I started Fried Cactus Studio as a way to tip the scales from 9-5 to full-time creative freelancer. It has now allowed me to collaborate with different businesses, mostly in the food and beverage industry and this opened me up to working on full brand identities. The studio continues to grow and I couldn’t be happier and more grateful to everyone who has supported me and the awesome people I get to collaborate with.

  1. Happy new year dribbblers


  3. UTAH

  4. Happy Days

  5. Brand identity for Olero Surfboards


  7. LOT 54 GOODS

  8. Mindful Reminders

  9. Mighty Wieners

What project(s) are you currently working on?

The most enjoyable part for me is that every project is different and I get to really understand the client’s life journey up until the point we connect. Then, the aim is to craft something that they really connect with and ultimately their audience will connect with.

Most recently, I have been working with clothing brands on full season collections. This is so great for a couple of reasons: One being that there is always way more drawing involved. Secondly, I get to think more about how my work forms the collection and how it can be used on different garments and applications. I’m proud to have some work dropping soon with New Era which both the client and I are really happy with.

I also focus on logo design which is great because I get to really simplify my work and think about how design functions in different locations. Currently, I’m working on an identity for a coastal based coffee roaster in the UK.

What else are you passionate about outside design? How does it influence your work?

I’ve always been an advocate for keeping both the mind and body healthy. It’s definitely been a personal struggle of mine and freelance design tends to make it a little more difficult to maintain. So, I try to keep things simple. In between client projects, I try to work on personal illustrations with messages about positivity and taking life a little bit slower.

Surfing is really important to me, it’s one of those sports that you can’t do all the time. The conditions have to be right but it’s always worth the wait and it really lets you be present in the moment. I also recently picked up bike packing. Going on long bike rides and brewing up coffee in the middle of nowhere is such a great feeling. Sometimes I draw when I’m there and sometimes I don’t.

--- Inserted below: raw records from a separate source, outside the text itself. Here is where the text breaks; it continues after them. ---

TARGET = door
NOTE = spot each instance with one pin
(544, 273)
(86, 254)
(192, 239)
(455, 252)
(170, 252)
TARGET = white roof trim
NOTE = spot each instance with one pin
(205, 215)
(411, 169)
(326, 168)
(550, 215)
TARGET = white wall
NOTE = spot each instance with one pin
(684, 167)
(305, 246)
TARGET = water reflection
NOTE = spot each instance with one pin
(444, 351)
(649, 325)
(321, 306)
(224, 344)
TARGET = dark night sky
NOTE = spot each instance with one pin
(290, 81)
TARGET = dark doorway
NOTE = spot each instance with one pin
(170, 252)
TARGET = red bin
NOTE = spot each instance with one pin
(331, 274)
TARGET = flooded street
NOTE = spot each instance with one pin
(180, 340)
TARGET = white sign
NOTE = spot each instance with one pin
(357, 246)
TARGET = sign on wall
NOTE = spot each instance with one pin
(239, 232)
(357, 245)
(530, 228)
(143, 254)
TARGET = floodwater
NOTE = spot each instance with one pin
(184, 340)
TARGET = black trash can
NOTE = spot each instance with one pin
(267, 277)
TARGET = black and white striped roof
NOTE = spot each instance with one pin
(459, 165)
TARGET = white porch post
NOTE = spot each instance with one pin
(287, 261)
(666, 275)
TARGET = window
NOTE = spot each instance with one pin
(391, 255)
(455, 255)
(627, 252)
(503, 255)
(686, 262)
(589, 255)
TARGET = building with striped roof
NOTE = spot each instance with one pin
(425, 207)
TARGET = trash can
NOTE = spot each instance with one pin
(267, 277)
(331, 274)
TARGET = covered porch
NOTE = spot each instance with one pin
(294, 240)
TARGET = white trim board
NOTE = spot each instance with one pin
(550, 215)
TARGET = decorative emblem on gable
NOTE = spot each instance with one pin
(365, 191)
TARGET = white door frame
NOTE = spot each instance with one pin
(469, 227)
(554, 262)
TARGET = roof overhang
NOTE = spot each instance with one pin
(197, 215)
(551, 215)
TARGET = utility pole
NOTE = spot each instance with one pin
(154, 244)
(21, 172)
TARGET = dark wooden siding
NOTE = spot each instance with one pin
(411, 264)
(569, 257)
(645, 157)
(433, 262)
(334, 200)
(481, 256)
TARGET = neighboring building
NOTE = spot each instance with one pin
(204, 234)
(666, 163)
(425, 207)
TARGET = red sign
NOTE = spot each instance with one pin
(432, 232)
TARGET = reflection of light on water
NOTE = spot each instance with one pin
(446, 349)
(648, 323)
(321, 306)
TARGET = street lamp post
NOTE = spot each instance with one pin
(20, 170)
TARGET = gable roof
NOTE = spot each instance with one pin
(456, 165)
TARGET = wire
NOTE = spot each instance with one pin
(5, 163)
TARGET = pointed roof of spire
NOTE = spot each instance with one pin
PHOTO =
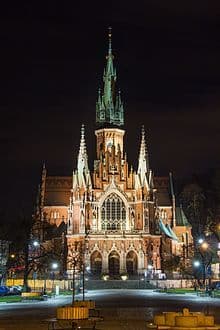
(109, 40)
(143, 163)
(82, 164)
(106, 111)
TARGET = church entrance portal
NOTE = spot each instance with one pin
(96, 263)
(131, 263)
(114, 263)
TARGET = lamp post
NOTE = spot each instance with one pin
(54, 267)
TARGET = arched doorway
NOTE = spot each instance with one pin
(96, 263)
(131, 263)
(114, 263)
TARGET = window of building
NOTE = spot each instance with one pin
(113, 213)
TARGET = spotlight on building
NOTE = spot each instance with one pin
(124, 277)
(196, 263)
(54, 265)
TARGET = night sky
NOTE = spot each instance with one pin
(167, 55)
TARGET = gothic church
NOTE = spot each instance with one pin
(127, 219)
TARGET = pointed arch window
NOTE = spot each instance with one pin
(113, 213)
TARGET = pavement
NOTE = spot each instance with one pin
(121, 309)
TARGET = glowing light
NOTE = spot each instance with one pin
(124, 277)
(54, 265)
(204, 245)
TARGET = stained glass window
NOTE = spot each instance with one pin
(113, 213)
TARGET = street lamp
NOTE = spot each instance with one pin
(54, 267)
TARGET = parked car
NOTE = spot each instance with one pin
(4, 290)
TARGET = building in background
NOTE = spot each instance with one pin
(126, 219)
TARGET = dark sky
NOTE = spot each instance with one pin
(167, 55)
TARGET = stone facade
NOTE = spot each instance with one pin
(122, 217)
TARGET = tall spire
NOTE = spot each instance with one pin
(82, 164)
(110, 41)
(106, 111)
(143, 163)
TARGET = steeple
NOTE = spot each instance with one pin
(82, 164)
(109, 107)
(143, 163)
(82, 175)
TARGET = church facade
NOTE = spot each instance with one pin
(127, 220)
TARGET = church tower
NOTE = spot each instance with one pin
(118, 217)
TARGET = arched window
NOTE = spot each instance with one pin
(113, 213)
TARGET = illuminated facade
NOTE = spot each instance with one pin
(128, 219)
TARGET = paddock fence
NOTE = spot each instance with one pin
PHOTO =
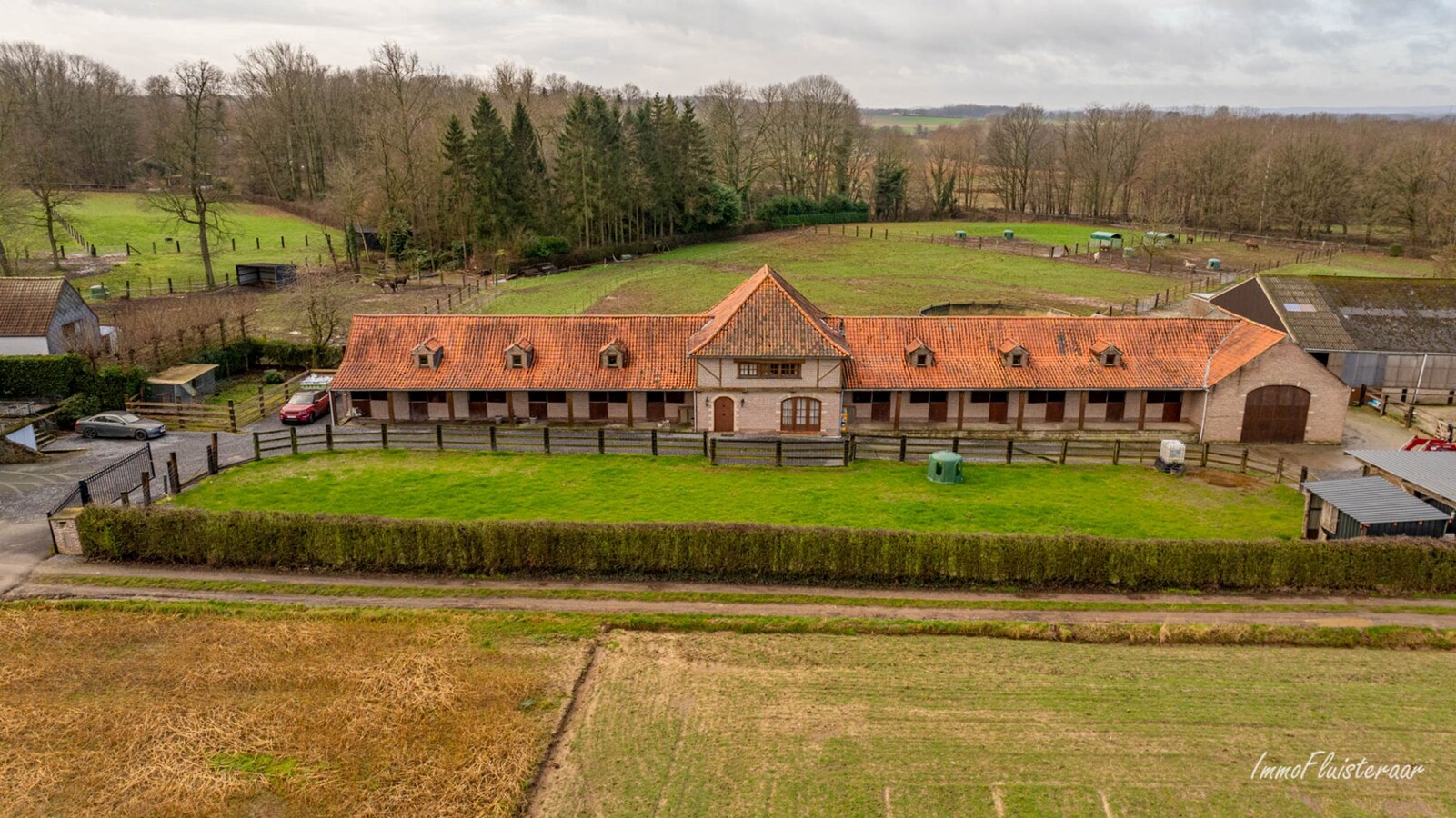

In between client projects, I work on personal illustrations with messages about positivity and taking life a little bit slower.

Everything I like to do is a form of physical activity, in a quiet environment…usually with a coffee. Again, just keeping it simple, and I apply this to my work. I try to think about ways to strip the work back to its simplest form in order to say as much as possible with as little as possible. Naturally, these interests impact my work and the clients I collaborate with. This combination of ideas and passion helps to create work I can be proud of.


Tell us about a favorite piece of advice you’ve received as a creative. Why does it resonate with you?

“Say no and take personal time.”

It’s really easy to get into that routine of saying ‘Yes’ to everything. You take on more than you can handle and you start sacrificing personal time to hit deadlines. Working every hour available has good intentions for the short term but is detrimental to the long term.

Communicate where you’re at with people in terms of your schedule and workload. If the project is meant to be, it’ll happen. If not, something will catch you.

Working smart is scary and difficult to do but taking personal time will make you more effective and keeps the creative fire burning. If you are faced with a problem that is taking more than a couple of hours to solve, put down the tools and go indulge in something you enjoy. Come back to the problem and smash it out of the park!

Shout-out: Who is another Dribbble designer you admire?

I’d love to shout out my buddy Dan Blessing of Design Shark.

Dan has great ideas, loves what he does and puts a huge amount of passion into his work. Check out his recent personal project the Zodiac Football League.

A big thank you to Dribbble for asking me to take part in this interview.